To show that the matrix that you have found represents the transformation simply verify that:

$$A_{\varphi}\mathbf x^T =[\varphi (\mathbf x)]^T $$ That is obvious $$ \begin{pmatrix} 0 & 1 & 1 \\ 2 & 0 & 1 \\ 3 & -1 & 1 \end{pmatrix}\begin{pmatrix} x_1 \\ x_2 \\ x_3 \end{pmatrix}=\begin{pmatrix} x_1+x_2 \\ 2x_1+x_3 \\ 3x_1-x_2+x_3 \end{pmatrix}$$

To find the matrix of a linear transformation $T$ with respect to the standard basis, first you have to know which space $T$ is going from (the "domain") and which space $T$ is sending vectors to (the "codomain"). Here you can see that the vectors in the domain have 3 components (they are $x_1,x_2,$ and $x_3$), and (if we're working with just real numbers, as is typical), and that the outputs have three components. So $T$ is a linear transformation from $ \mathbb{R}^3$ to $\mathbb{R}^3$. What you do is you find $T(e_1)$, $T(e_2)$, and $T(e_3)$. Those appear as the columns of the matrix.

So in this example, $T(e_1)=(0,2,3)$ (you just plug in $x_1=1,x_2=0,x_3=0$). This goes in the first column. Then find $T(e_2)$. That goes in the 2nd column. Then find $T(e_3)$. That goes in the third column.

How to check something is a linear transformation:

Let's review what the term linear transformation means. If $V$ and $W$ are vector spaces, a linear transformation from $V$ to $W$ is a map $T$ from $V$ to $W$ such that for every two scalars $c$ and $d$, and every two vector $v_1$ and $v_2$ in $V$, $T(cv_1+dv_2)=cT(v_1)+dT(v_2)$.

(If you're taking linear algebra, it would be a good idea to memorize this.)

As Bye_World says, you can also break this down into two criteria. First, check that for every single scalar $c$ and every single vector $v$ in $V$, $T(cv)=cT(v)$. Then check that for every two vectors $v_1$ and $v_2$ in $V$, $T(v_1+v_2)=T(v_1)+T(v_2)$. I'm going to walk you down how I would do the first thing to check. In parentheses I'll write down my mental picture.
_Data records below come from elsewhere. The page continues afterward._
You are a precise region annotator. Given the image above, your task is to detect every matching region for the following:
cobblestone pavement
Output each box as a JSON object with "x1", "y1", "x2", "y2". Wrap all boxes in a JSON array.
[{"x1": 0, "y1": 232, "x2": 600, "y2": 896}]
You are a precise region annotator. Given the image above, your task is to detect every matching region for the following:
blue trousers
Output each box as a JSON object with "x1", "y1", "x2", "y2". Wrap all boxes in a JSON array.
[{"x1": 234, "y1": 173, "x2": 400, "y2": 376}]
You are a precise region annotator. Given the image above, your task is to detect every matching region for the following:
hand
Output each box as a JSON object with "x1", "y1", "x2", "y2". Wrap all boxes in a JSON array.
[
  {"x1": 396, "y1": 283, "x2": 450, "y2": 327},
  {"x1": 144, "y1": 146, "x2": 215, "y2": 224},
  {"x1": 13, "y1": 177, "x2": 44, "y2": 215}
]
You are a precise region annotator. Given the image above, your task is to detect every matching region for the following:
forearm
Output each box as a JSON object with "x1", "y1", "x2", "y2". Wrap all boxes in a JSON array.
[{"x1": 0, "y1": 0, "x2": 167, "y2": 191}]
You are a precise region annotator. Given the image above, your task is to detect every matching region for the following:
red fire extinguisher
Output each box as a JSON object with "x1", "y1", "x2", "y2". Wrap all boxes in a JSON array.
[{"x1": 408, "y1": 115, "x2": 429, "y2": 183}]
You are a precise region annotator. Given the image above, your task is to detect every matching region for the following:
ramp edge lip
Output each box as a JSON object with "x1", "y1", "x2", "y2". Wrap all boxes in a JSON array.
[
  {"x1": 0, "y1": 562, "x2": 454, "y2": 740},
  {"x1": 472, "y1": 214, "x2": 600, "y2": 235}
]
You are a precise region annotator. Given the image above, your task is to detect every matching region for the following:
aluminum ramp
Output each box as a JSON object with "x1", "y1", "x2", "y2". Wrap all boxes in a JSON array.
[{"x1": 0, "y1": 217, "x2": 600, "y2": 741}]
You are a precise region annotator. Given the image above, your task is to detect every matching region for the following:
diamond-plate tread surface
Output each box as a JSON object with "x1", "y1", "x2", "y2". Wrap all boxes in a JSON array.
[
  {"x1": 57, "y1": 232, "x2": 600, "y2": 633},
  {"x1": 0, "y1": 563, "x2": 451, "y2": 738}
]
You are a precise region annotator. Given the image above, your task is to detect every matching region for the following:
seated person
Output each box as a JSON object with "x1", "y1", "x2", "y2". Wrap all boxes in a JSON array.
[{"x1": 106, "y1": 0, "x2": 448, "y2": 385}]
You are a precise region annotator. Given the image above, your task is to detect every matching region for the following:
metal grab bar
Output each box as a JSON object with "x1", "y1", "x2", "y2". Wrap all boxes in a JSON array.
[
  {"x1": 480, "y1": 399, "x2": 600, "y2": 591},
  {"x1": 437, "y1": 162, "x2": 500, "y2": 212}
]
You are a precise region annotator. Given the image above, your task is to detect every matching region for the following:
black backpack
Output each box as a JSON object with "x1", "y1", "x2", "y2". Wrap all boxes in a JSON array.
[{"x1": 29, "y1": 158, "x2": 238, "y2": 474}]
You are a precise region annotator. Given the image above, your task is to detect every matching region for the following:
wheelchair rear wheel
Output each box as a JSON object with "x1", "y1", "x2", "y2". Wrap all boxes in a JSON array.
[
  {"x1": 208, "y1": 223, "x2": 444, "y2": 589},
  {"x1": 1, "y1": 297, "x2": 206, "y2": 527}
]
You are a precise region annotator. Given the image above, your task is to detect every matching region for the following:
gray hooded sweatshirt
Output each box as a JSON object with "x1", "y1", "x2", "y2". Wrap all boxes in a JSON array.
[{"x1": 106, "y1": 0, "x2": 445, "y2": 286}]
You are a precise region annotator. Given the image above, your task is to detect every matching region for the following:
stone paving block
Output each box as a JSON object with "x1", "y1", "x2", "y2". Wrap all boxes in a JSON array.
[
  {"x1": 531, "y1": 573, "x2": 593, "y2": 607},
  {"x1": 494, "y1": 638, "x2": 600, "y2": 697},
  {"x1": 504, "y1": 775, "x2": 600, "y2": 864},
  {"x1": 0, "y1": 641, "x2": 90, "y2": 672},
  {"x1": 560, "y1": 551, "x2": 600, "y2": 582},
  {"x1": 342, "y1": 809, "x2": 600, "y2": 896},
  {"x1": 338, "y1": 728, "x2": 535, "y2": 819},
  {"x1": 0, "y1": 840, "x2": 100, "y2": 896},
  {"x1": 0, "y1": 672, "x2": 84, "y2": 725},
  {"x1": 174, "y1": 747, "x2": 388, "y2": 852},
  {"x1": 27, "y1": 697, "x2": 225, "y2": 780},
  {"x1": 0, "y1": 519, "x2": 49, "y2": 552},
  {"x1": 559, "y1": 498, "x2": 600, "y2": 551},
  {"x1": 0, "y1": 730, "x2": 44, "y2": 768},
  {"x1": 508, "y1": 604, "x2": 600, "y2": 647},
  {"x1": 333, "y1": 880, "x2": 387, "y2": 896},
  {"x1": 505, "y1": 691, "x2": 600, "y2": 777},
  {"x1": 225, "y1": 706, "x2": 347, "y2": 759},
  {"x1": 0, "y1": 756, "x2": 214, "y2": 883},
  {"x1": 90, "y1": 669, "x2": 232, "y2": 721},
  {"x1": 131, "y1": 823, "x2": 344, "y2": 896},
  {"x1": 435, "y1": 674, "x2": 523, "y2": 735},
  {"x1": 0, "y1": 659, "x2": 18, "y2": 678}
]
If $\textbf{v}=(v_1,v_2,v_3)$ and $c$ is any scalar, does $T(c\textbf{v})=cT(\textbf{v})$?

(I have to convert the thing on the left of the equals sign to the thing on the right. First I'll write $c\textbf{v}$ in coordinates:)

$c(v_1,v_2,v_3)=(cv_1,cv_2,cv_3)$.

(Now I need to plug that into $T$. They tell you what $T$ does, so I use that.)

$T(cv_1,cv_2,cv_3)=(cv_2+cv_3, 2cv_1+cv_3, 3cv_1-cv_2+cv_3)$.

(OK. Now I'm trying to check that this is equal to $cT(\textbf{v})$. Let me write that in coordinates.)

$cT(\textbf{v})=cT(v_1,v_2,v_3)=c(v_2+v_3,2v_1+v_3,3v_1-v_2+v_3) ...

(So I rewrote the left hand side out and I rewrote the right hand side and I have to now check that I got the same thing. You can see that this is the same by distributing the $c$ across)

$=(cv_2+cv_3,2cv_1+cv_3,3cv_1-cv_2+cv_3)$.

(Now conclude:)

So $T(c\textbf{v})=cT(\textbf{v})$.

That's how you do the first part of checking that something is a linear transformation. I'll let you do the second part.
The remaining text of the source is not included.